Facilities Needs Assessments are a simple process to complete requiring only minimal resources. A simple template can be used to capture the output of the assessment, which should consider all aspects of the business and review which facilities already exist. The Assessment should look to question:
- Are the existing facilities sufficient and efficient?
- Are further facilities required?
- Do any existing facilities need maintenance or are there any duplications that need removing?
It’s important to consider the nature of the business as certain spaces will need different services.
Sharpening the role of facilities management
There are many different factors that can influence the needs of a building and so regular building assessments are key. They are a helpful resource to look at broader building requirements, such as security and even building efficiency. Advances in technology mean there are increasingly innovative ways to deliver, and manage, facilities and the assessment process can help identify areas that would benefit from a new or different approach.

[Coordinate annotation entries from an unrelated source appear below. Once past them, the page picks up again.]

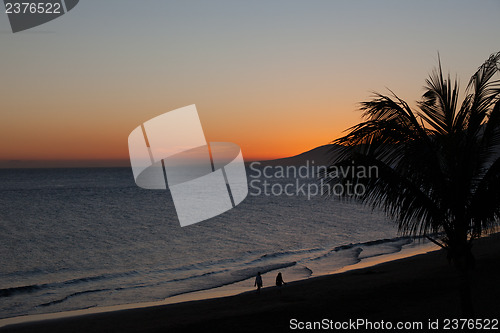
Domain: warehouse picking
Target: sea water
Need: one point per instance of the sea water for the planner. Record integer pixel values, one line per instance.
(82, 238)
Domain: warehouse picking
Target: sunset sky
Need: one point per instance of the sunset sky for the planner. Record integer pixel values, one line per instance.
(275, 77)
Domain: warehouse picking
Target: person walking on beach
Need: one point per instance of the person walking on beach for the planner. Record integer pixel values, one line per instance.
(279, 282)
(258, 282)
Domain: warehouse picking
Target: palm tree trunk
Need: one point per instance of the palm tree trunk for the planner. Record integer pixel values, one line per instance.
(464, 263)
(465, 294)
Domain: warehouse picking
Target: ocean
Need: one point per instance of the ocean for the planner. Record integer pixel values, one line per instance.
(83, 238)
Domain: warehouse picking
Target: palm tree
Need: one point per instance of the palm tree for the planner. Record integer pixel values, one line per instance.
(438, 166)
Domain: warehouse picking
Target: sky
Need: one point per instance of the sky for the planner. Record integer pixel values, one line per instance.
(276, 77)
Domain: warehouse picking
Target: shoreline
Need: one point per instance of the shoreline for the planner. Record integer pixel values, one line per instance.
(419, 287)
(233, 289)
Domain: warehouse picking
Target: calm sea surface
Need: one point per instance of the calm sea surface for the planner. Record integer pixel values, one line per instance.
(81, 238)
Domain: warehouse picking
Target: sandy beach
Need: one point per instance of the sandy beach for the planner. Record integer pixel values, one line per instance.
(418, 288)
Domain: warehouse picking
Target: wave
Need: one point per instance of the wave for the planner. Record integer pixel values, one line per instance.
(20, 290)
(72, 295)
(7, 292)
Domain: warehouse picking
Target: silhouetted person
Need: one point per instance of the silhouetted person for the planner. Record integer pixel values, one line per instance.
(258, 282)
(279, 282)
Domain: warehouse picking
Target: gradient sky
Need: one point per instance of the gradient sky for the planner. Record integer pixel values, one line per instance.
(275, 77)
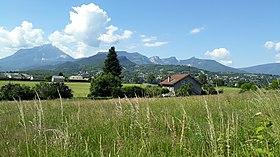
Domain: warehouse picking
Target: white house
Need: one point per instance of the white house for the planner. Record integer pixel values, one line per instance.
(175, 82)
(58, 79)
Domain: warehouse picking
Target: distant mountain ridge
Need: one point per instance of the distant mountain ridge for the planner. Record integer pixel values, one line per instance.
(50, 57)
(25, 59)
(272, 68)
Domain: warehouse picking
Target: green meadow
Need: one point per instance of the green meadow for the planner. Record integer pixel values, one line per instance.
(81, 89)
(228, 124)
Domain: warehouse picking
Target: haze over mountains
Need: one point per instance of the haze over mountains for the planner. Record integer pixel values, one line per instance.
(50, 57)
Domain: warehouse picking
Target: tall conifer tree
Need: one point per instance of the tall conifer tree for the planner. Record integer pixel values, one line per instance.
(112, 64)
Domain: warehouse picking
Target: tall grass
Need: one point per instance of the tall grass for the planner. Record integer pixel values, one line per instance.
(223, 125)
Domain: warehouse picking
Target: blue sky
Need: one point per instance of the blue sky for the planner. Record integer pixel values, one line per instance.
(236, 33)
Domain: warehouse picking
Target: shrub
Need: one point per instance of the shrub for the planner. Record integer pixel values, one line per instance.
(154, 91)
(247, 87)
(275, 84)
(16, 91)
(52, 90)
(105, 85)
(185, 90)
(209, 89)
(132, 91)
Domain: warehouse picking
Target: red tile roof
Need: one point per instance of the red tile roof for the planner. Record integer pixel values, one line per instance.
(174, 79)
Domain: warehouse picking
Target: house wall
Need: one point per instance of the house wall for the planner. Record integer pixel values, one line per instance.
(196, 87)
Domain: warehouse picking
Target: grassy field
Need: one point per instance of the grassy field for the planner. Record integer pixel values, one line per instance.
(222, 125)
(81, 89)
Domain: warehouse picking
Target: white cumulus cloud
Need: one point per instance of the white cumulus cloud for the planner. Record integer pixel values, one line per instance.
(196, 30)
(111, 38)
(272, 45)
(218, 53)
(148, 39)
(23, 36)
(88, 28)
(275, 46)
(225, 62)
(155, 44)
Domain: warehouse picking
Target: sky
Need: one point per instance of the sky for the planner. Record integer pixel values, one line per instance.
(237, 33)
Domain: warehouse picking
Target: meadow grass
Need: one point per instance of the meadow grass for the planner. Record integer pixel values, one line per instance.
(80, 89)
(222, 125)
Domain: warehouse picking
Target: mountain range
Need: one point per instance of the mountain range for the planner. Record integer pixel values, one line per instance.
(25, 59)
(52, 58)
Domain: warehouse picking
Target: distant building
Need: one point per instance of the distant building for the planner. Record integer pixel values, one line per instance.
(77, 78)
(58, 79)
(17, 76)
(37, 78)
(175, 82)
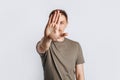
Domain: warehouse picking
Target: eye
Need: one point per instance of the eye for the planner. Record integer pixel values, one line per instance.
(61, 22)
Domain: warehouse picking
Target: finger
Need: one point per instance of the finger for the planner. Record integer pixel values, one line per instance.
(58, 19)
(50, 19)
(53, 20)
(57, 16)
(64, 34)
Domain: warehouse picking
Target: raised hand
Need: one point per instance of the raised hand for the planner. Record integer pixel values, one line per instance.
(52, 28)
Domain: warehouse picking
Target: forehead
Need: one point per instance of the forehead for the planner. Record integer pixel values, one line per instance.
(62, 18)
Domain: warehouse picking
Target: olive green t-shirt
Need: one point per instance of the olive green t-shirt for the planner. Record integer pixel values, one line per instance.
(60, 60)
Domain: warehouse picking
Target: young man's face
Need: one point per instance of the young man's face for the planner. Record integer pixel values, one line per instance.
(62, 23)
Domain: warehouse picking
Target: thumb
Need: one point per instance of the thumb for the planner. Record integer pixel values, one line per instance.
(64, 34)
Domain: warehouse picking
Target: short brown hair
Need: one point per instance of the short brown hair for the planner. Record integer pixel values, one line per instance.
(63, 12)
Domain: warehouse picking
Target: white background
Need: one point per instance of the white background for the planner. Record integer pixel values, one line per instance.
(93, 23)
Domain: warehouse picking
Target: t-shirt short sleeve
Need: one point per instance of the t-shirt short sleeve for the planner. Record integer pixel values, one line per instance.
(80, 57)
(41, 54)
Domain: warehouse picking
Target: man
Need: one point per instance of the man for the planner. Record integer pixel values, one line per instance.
(62, 58)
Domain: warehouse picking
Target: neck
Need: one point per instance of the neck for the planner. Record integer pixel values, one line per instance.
(60, 39)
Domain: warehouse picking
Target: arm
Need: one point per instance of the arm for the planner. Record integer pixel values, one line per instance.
(80, 72)
(50, 33)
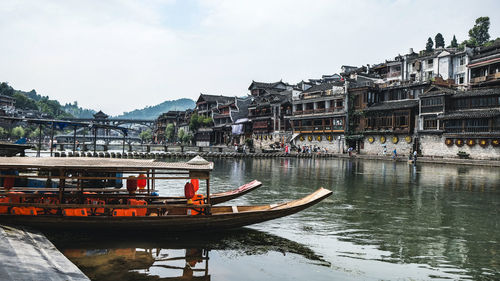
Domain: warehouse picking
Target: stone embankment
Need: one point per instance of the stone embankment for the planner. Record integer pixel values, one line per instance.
(208, 155)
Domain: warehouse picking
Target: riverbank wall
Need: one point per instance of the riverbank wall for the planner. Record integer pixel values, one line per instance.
(208, 155)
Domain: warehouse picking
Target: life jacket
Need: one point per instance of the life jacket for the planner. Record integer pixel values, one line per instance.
(124, 213)
(5, 209)
(140, 211)
(80, 212)
(196, 184)
(24, 211)
(197, 200)
(189, 190)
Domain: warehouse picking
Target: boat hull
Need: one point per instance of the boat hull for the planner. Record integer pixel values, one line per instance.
(219, 220)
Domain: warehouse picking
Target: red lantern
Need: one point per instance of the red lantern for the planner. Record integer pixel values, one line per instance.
(131, 184)
(8, 182)
(141, 181)
(189, 190)
(196, 184)
(471, 142)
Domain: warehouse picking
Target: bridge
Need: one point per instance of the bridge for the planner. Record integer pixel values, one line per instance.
(101, 117)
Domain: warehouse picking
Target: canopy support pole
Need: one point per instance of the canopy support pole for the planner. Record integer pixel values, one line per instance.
(39, 140)
(51, 138)
(74, 139)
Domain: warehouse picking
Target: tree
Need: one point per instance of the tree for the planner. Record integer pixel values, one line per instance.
(439, 40)
(18, 132)
(428, 46)
(35, 134)
(454, 42)
(478, 34)
(24, 102)
(3, 132)
(187, 138)
(146, 135)
(169, 132)
(180, 134)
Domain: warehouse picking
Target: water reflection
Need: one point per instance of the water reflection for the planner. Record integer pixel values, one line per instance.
(111, 256)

It’s also critical that buildings are assessed in light of the Covid-19 health pandemic to ensure adherence to government requirements for health and safety. Changes and enhancements may be needed to both hard and soft services and facilities to help minimise the spread of harmful germs, from air conditioning filters through to deep cleaning and even simple things like the availability of cleaning and sanitising products.
There is no one size fits all approach to managing a building but following the provisions legally set out and ensuring regular facilities needs assessments are carried out will ensure that premises stay well maintained and run efficiently, creating a healthy and safe environment for those who occupy it.